For some analysts, the meeting clearly showed a nuanced approach reflecting the desire that both sides were seeking a common strategy on the issue of combating terrorism. Political criticism had been expressed by Europeans regarding the way the US approached combating terrorism and treating of prisoners in violation of international law and human rights principles. The current case of Guantanamo prisoners and US secret prisons scattered in Europe and elsewhere are the strongest to come under criticism but unfortunately no further action is proposed to investigate. Can Europe use its leverage to sway US policy in responding properly to global security and terrorism? The answer is, not likely

To this point, can we expect a balance of EU - US relations within the context of global relations? The immediate answer depends on the EU’s process of greater political unification and the ability of the EU as an effective union to tackle its problematic diversity while trying to replace US political supremacy employing leverage by its own economic policy in the third world. For example, the involvement of EU in Indonesia, in supporting the Aceh peace process and its great contribution through the multi donor trust fund for reconstruction and rehabilitation in post-Tsunami Aceh. This was a relatively successful intervention and substantially increased its leverage in the region.

It is important to note, however, that the recent EU Summit in Brussels during June 2006 clearly indicated that EU political integration needs much more times to be fully mature, this phenomenon can be learned through the rejection of Dutch and French people to ratify the European Constitution (among 25 EU member excluded Romania and Bulgaria, only 15 have ratified the Constitution).

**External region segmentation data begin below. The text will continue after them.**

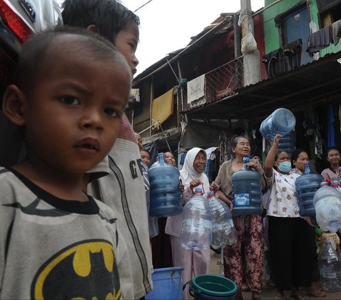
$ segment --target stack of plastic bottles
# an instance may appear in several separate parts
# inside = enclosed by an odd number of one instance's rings
[[[341,290],[341,257],[331,242],[322,244],[318,254],[320,284],[325,291]]]
[[[232,177],[233,184],[233,209],[236,215],[261,214],[261,175],[247,167],[250,161],[244,157],[244,166]]]
[[[238,233],[227,205],[215,196],[213,191],[207,193],[212,213],[212,245],[223,248],[237,242]]]
[[[210,249],[212,242],[212,213],[202,189],[196,188],[193,196],[185,204],[183,228],[180,235],[185,249]]]
[[[341,229],[341,193],[323,182],[315,194],[313,201],[320,228],[332,233]]]
[[[304,172],[295,181],[297,198],[300,206],[300,216],[315,216],[313,198],[320,189],[323,177],[310,170],[309,163],[304,164]]]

In scholarly language, in order to fulfill its role playing as a global force, the immediate requirement is that the EU has a solid and integrated political framework, while developing its independent security and defense policy supported by an independent military force outside of NATO. Unless this takes place the result of the giant EU is that it will always be fragmented and remain in the shadow of the US and parts of it act as merely a part of “US coalition of the willing”. It is for this reason that the US vehemently opposes such an initiative.